Dopo aver fatto gli studi classici, si è laureato in Medicina e poi specializzato in Psichiatria. Ha cominciato a lavorare quasi subito nella sanità pubblica. Contemporaneamente ha studiato privatamente per qualche anno il pianoforte e, da autodidatta, l’organo strumento che lo ha affascinato e del quale ha approfondito soprattutto le tecniche di costruzione, sia antiche che moderne. Era un organologo, aveva lavorato a diverse pubblicazioni e studiato molto i Callido, costruttori veneziani di grande fama.
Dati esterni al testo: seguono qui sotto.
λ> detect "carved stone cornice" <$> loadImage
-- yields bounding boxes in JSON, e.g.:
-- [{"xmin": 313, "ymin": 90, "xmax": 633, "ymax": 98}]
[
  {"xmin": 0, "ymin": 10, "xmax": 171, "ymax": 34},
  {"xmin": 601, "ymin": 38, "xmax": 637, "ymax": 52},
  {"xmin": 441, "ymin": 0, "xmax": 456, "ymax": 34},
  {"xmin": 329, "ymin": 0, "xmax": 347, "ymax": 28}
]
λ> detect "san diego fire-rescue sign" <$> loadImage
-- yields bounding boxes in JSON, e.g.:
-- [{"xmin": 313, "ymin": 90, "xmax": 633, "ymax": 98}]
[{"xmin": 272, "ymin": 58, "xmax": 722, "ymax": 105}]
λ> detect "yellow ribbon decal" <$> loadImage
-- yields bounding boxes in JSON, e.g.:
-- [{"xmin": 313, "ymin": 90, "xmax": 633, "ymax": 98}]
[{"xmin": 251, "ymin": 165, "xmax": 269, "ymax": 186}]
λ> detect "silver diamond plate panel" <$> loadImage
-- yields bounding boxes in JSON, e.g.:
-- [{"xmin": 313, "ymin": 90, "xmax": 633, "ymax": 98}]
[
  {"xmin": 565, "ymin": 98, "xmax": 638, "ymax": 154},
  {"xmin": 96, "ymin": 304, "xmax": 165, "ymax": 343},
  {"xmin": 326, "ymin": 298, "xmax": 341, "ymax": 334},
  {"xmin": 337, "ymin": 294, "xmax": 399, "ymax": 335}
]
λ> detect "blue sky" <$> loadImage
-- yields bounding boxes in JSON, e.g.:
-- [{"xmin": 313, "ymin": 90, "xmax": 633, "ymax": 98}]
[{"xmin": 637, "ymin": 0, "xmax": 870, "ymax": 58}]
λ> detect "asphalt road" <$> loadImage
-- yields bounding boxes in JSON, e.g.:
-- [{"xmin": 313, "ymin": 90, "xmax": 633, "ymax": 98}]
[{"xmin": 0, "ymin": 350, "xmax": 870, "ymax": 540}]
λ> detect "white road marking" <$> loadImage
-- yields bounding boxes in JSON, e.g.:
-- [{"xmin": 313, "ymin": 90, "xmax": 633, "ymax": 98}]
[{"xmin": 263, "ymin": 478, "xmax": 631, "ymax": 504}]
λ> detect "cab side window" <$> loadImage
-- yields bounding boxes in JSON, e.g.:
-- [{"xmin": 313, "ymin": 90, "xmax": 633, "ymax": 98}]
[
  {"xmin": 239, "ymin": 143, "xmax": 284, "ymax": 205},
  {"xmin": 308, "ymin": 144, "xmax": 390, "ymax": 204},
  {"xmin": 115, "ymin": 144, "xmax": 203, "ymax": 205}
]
Quarchioni ha collaborato con l’Associazione marchigiana organistica coordinando, all’interno di essa, il censimento e la catalogazione di tutti gli organi antichi esistenti nel territorio delle Marche. Macerata deve molto all’opera di salvaguardia, decisa e competente, degli antichi organi e non solo. Nel capoluogo riuscì a far restaurare da Piccinelli, migliore restauratore di organi antichi dell’epoca, l’organo della chiesa di San Giovanni. Amava molto la chiesa di Santo Stefano dove suonava spesso due strumenti, uno storico e uno tedesco che aveva acquistato con il parroco Adriano Dariozzi recentemente scomparso, strumento che sarà suonato domani, per l’ultimo saluto, dal maestro Maurizio Maffezzoli, suo amico e collaboratore.
Lascia la moglie Luciana e la figlia Enrica. I funerali saranno domani alle 16 proprio nella chiesa di Santo Stefano (Cappuccini Vecchi).